Dec 2 2014
Many of the complex computer models which are used to predict climate change could be missing an important ozone 'feedback' factor in their calculations of future global warming, according to new research led by the University of Cambridge and published today (1 December) in the journal Nature Climate Change.
Computer models play a crucial role in informing climate policy. They are used to assess the effect that carbon emissions have had on the Earth's climate to date, and to predict possible pathways for the future of our climate.
Increasing computing power combined with increasing scientific knowledge has led to major advances in our understanding of the climate system during the past decades. However, the Earth's inherent complexity, and the still limited computational power available, means that not every variable can be included in current models. Consequently, scientists have to make informed choices in order to build models which are fit for purpose.
"These models are the only tools we have in terms of predicting the future impacts of climate change, so it's crucial that they are as accurate and as thorough as we can make them," said the paper's lead author Peer Nowack, a PhD student in the Centre for Atmospheric Science, part of Cambridge's Department of Chemistry.
The new research has highlighted a key role that ozone, a major component of the stratosphere, plays in how climate change occurs, and the possible implications for predictions of global warming.

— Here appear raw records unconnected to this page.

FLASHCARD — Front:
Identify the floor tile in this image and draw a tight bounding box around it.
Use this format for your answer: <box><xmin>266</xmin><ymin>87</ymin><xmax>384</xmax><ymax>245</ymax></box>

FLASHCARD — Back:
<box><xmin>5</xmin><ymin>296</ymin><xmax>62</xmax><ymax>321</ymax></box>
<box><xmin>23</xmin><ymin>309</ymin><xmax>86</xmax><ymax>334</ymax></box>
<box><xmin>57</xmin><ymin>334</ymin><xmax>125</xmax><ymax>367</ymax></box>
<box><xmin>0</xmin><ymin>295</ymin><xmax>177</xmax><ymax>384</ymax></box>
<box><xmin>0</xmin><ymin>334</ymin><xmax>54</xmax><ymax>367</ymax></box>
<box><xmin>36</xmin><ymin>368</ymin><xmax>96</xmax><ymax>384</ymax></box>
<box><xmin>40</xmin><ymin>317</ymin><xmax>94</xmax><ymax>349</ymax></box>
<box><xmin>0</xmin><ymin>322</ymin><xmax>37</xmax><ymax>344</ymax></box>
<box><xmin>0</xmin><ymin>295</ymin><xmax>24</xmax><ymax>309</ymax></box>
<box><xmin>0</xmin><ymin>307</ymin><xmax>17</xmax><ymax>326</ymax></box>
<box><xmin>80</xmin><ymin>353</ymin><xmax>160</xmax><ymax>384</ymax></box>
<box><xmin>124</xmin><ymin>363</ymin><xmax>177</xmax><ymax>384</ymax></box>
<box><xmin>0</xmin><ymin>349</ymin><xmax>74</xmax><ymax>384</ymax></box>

Changes in ozone are often either not included, or are included a very simplified manner, in current climate models. This is due to the complexity and the sheer computational power it takes to calculate these changes, an important deficiency in some studies.
In addition to its role in protecting the Earth from the Sun's harmful ultraviolet rays, ozone is also a greenhouse gas. The ozone layer is part of a vast chemical network, and changes in environmental conditions, such as changes in temperature or the atmospheric circulation, result in changes in ozone abundance. This process is known as an atmospheric chemical feedback.
Using a comprehensive atmosphere-ocean chemistry-climate model, the Cambridge team, working with researchers from the University of East Anglia, the National Centre for Atmospheric Science, the Met Office and the University of Reading, compared ozone at pre-industrial levels with how it evolves in response to a quadrupling of CO2 in the atmosphere, which is a standard climate change experiment.
What they discovered is a reduction in global surface warming of approximately 20% - equating to 1° Celsius - when compared with most models after 75 years. This difference is due to ozone changes in the lower stratosphere in the tropics, which are mainly caused by changes in the atmospheric circulation under climate change.
"This research has shown that ozone feedback can play a major role in global warming and that it should be included consistently in climate models," said Nowack. "These models are incredibly complex, just as the Earth is, and there are an almost infinite number of different processes which we could include. Many different processes have to be simplified in order to make them run effectively within the model, but what this research shows is that ozone feedback plays a major role in climate change, and therefore should be included in models in order to make them as accurate as we can make them. However, this particular feedback is especially complex since it depends on many other climate processes that models still simulate differently. Therefore, the best option to represent this feedback consistently might be to calculate ozone changes in every model, in spite of the high computational costs of such a procedure.
"Climate change research is all about having the best data possible. Every climate model currently in use shows that warming is occurring and will continue to occur, but the difference is in how and when they predict warming will happen. Having the best models possible will help make the best climate policy."